De wederpartij is eenmaal in de gelegenheid gesteld om op het standpunt
van verzoeker te reageren.

3.2. Het oordeel is namens de Commissie vastgesteld door de voorzitter.

4. DE RESULTATEN VAN HET ONDERZOEK

4.1. Verzoeker heeft een personeelsadvertentie van de wederpartij
gesignaleerd in het tijdschrift ‘Pers’ van

26 september 1991. Bovenaan de advertentie staat in duidelijke letters
de volgende vraag afgedrukt: “Bent u vakman prepress en wilt u hogerop?”.

Halverwege de advertentietekst vraagt de wederpartij vervolgens in grote
vetgedrukte letters om een ‘Hoofd Prepress’. In de advertentie is niet vermeld
dat ook vrouwen op de aangeboden functie kunnen solliciteren.

4.2. Verzoeker is van mening dat de wederpartij hiermee bij het
aanbieden van de betrekking onderscheid heeft gemaakt tussen mannen en vrouwen
en daarmee in strijd heeft gehandeld met de WGB.

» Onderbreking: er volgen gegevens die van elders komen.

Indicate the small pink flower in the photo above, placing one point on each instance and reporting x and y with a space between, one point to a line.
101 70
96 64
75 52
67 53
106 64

4.3. De wederpartij verwijst voor haar verweer naar een brief die zij
over deze zaak aan verzoeker heeft gestuurd. In deze brief erkent de
wederpartij dat zij bij het gebruik van de functiebenaming ‘Hoofd Prepress’
heeft verzuimd de letters m/v achter de betreffende functiebenaming te
plaatsen. Volgens de wederpartij is dit te wijten aan een vergissing bij het
zetwerk en de correctie-uitvoering. De wederpartij merkt echter op dat zelfs
zonder de toevoeging niet uit de advertentie is op te maken of het gaat om de
keuze van een mannelijke of vrouwelijke kandidaat. De wederpartij vraagt zich
af of dit opgemaakt zou moeten worden uit de ‘heading’ van de advertentie.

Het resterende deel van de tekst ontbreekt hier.